On June 29, 2023, the Supreme Court found against both Harvard University and UNC-Chapel Hill regarding how they used race when admitting college students. So, what is next for colleges? I believe we will see:

  1. more litigation and

  2. “work arounds” by colleges to enroll minorities.

More Litigation on College Admission and Financial Aid

Nonprofits and some State officials have been sending letters to colleges threatening to sue the colleges if they do not comply with the Supreme Court’s ruling. There is some grey area as to what does and does not comply with the Supreme Court ruling. For instance, providing a racial preference to Native Americans who hold papers showing they belong to a tribe may be allowed. Colleges will face litigation over these grey areas.

Universities that (1) offer legacy preferences and (2) are highly selective will be sued for discriminating against minorities. Minorities will typically be underrepresented among legacies and will be able to argue that legacy preferences discriminate against them. Some universities will follow the lead of Johns Hopkins, Wellesley, and other universities and voluntarily stop offering legacy preferences before any court action.
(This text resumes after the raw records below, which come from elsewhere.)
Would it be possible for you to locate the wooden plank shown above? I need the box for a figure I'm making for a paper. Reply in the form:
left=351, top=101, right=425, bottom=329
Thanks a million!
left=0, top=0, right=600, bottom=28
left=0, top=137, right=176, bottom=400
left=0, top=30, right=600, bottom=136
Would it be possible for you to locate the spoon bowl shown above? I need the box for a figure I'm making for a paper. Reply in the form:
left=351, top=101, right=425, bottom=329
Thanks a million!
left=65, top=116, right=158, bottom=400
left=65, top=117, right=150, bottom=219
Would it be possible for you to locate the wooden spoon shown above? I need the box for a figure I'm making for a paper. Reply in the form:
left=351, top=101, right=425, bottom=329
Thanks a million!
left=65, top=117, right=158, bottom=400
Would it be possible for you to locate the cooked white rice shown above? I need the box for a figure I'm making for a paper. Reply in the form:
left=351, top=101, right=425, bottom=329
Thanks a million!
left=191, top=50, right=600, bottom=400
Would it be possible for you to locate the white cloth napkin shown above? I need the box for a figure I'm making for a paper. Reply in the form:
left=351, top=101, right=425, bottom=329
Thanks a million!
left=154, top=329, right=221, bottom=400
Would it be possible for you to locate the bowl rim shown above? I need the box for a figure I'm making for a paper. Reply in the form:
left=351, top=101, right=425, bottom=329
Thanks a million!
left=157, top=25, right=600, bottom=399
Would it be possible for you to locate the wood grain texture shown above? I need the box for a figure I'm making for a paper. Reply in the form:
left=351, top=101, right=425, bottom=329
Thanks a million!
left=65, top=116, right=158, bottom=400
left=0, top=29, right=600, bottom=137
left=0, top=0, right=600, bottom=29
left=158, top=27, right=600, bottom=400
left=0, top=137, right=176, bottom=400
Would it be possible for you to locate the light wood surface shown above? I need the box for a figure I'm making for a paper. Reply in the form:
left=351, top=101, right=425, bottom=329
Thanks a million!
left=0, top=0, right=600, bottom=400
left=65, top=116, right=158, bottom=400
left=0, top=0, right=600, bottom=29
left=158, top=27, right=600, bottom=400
Universities that offer preferences for major donors and are highly selective will be sued for discriminating against minorities. The Office for Civil Rights at the U.S. Department of Education has already announced that it is investigating Harvard University’s practice of offering preferences to legacies and major donors.
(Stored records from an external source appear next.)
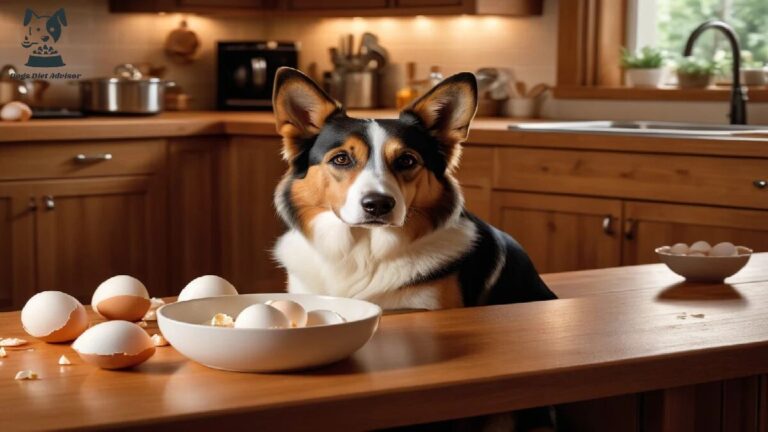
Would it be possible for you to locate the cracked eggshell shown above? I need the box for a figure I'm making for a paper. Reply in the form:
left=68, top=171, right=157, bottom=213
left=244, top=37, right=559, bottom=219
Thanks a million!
left=307, top=309, right=347, bottom=327
left=178, top=275, right=237, bottom=301
left=21, top=291, right=88, bottom=342
left=264, top=300, right=307, bottom=327
left=235, top=304, right=291, bottom=329
left=91, top=275, right=150, bottom=321
left=72, top=321, right=155, bottom=369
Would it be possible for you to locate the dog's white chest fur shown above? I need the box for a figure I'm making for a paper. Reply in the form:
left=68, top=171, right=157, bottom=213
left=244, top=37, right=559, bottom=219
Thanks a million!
left=275, top=211, right=476, bottom=309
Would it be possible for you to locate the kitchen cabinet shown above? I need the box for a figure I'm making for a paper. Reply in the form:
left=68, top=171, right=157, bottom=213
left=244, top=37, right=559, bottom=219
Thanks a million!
left=492, top=192, right=621, bottom=273
left=218, top=136, right=287, bottom=293
left=622, top=201, right=768, bottom=265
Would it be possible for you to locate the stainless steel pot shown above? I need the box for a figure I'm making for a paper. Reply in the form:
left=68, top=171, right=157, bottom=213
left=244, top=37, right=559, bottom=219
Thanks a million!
left=80, top=77, right=169, bottom=114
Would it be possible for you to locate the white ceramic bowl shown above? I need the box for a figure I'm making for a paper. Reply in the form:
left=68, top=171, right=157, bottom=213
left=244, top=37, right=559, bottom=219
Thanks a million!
left=656, top=246, right=752, bottom=282
left=157, top=293, right=381, bottom=372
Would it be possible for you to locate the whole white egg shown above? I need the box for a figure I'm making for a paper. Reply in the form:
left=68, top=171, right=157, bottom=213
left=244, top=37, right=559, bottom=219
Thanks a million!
left=91, top=275, right=150, bottom=321
left=21, top=291, right=88, bottom=342
left=688, top=240, right=712, bottom=255
left=307, top=309, right=347, bottom=327
left=669, top=243, right=688, bottom=255
left=72, top=321, right=155, bottom=369
left=709, top=242, right=738, bottom=256
left=178, top=275, right=237, bottom=301
left=265, top=300, right=307, bottom=327
left=235, top=304, right=291, bottom=329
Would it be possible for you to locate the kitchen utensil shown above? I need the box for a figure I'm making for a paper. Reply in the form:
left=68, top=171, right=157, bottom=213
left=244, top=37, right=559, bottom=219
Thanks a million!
left=80, top=64, right=173, bottom=114
left=165, top=20, right=200, bottom=63
left=157, top=293, right=381, bottom=372
left=655, top=246, right=752, bottom=282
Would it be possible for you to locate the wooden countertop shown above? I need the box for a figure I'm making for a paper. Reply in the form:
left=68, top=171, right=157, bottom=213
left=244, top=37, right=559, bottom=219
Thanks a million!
left=0, top=110, right=768, bottom=158
left=0, top=254, right=768, bottom=431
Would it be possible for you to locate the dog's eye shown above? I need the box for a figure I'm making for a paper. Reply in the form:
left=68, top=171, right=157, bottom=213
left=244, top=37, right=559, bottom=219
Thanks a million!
left=395, top=153, right=419, bottom=170
left=331, top=153, right=352, bottom=166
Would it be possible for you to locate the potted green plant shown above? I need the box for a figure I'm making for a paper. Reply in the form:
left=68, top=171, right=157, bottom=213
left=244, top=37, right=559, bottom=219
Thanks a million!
left=677, top=56, right=718, bottom=88
left=621, top=46, right=665, bottom=87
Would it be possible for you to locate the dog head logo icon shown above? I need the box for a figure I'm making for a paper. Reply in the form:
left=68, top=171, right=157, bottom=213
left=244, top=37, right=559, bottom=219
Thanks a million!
left=21, top=9, right=67, bottom=68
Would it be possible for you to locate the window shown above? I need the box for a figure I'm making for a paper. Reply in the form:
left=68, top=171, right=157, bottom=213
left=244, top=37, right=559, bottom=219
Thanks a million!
left=627, top=0, right=768, bottom=65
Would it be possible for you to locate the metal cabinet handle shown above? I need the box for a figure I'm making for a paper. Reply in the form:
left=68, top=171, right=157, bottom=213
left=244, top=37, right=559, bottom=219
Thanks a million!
left=75, top=153, right=112, bottom=163
left=43, top=195, right=56, bottom=210
left=624, top=219, right=637, bottom=240
left=603, top=215, right=614, bottom=235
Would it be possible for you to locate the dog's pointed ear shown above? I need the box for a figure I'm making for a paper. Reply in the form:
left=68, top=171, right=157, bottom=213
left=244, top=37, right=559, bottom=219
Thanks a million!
left=272, top=67, right=341, bottom=161
left=24, top=8, right=40, bottom=25
left=400, top=72, right=477, bottom=171
left=51, top=9, right=67, bottom=27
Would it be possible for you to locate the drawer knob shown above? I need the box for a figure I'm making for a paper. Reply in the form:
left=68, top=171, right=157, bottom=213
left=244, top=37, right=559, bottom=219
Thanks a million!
left=603, top=215, right=613, bottom=235
left=43, top=195, right=56, bottom=210
left=75, top=153, right=112, bottom=163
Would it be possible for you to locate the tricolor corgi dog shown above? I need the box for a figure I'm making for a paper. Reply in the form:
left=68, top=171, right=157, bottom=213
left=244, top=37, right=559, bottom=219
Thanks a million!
left=273, top=68, right=555, bottom=431
left=273, top=68, right=555, bottom=310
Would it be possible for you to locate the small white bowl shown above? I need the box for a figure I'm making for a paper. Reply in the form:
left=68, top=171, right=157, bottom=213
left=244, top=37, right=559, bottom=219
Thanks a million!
left=157, top=293, right=381, bottom=372
left=656, top=246, right=752, bottom=282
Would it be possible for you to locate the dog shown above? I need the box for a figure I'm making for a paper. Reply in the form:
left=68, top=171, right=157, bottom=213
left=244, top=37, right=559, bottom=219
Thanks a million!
left=273, top=68, right=556, bottom=430
left=21, top=9, right=67, bottom=67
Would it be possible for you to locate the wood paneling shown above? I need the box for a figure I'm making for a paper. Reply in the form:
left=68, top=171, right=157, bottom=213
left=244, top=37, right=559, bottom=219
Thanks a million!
left=218, top=136, right=287, bottom=293
left=623, top=201, right=768, bottom=265
left=492, top=192, right=621, bottom=273
left=0, top=139, right=165, bottom=180
left=494, top=148, right=768, bottom=209
left=30, top=176, right=168, bottom=303
left=168, top=137, right=226, bottom=294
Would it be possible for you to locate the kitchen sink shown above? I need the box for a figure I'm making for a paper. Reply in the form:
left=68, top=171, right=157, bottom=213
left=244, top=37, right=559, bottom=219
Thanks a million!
left=509, top=121, right=768, bottom=137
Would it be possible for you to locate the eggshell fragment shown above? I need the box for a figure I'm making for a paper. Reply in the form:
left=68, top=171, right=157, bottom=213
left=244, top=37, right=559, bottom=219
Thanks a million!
left=709, top=242, right=738, bottom=256
left=0, top=101, right=32, bottom=121
left=235, top=304, right=291, bottom=329
left=669, top=243, right=688, bottom=255
left=0, top=338, right=27, bottom=348
left=307, top=309, right=347, bottom=327
left=178, top=275, right=237, bottom=301
left=72, top=321, right=155, bottom=369
left=21, top=291, right=88, bottom=342
left=91, top=275, right=151, bottom=321
left=688, top=240, right=712, bottom=255
left=265, top=300, right=307, bottom=327
left=14, top=370, right=39, bottom=381
left=211, top=313, right=235, bottom=327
Colleges that offer scholarships that are based in part on race will be sued for that practice. Colleges might lose those cases, but courts might view independently funded scholarships that use race as a factor as being constitutional.

College Work Arounds to Support Diversity

Will the Supreme Court ruling result in more students who are Asian or White getting admitted to highly selective colleges? Not necessarily. Colleges will start to use proxies to get a diverse student body. Here are some of the proxies they might use:

Class Rank

Admitting students if they are within a certain class rank (e.g., top ten percent) is one strategy colleges might use to admit diverse students. High schools in the U.S. remain segregated. Colleges might emphasize class rank in admissions by admitting a few students from a wide range of high schools. As an admission officer from Ohio State states, it believes: “talent is evenly distributed, but opportunity is not.”

However, some excellent students do not have a high class rank at rigorous high schools. Asian and white students attending highly rigorous high schools with many outstanding students might be less likely to gain admission to highly selective colleges when class rank is emphasized in admissions. If only a few students are admitted from a competitive high school, it might be extremely difficult to get admitted from that high school.

Geographic Diversity

Highly selective colleges often use geographic diversity when making admission decisions. They typically try to admit students from every State and State flagship universities often try to admit students from every county. Minorities in the U.S. are often in segregated communities. Colleges might start trying to market to and admit students from zip codes and high schools with a high proportion of underrepresented minorities.

First Generation

First-generation college students are those who have parents who did not complete a bachelor’s degree. Colleges might give additional consideration in admission to these students, who are more likely to be disadvantaged minorities.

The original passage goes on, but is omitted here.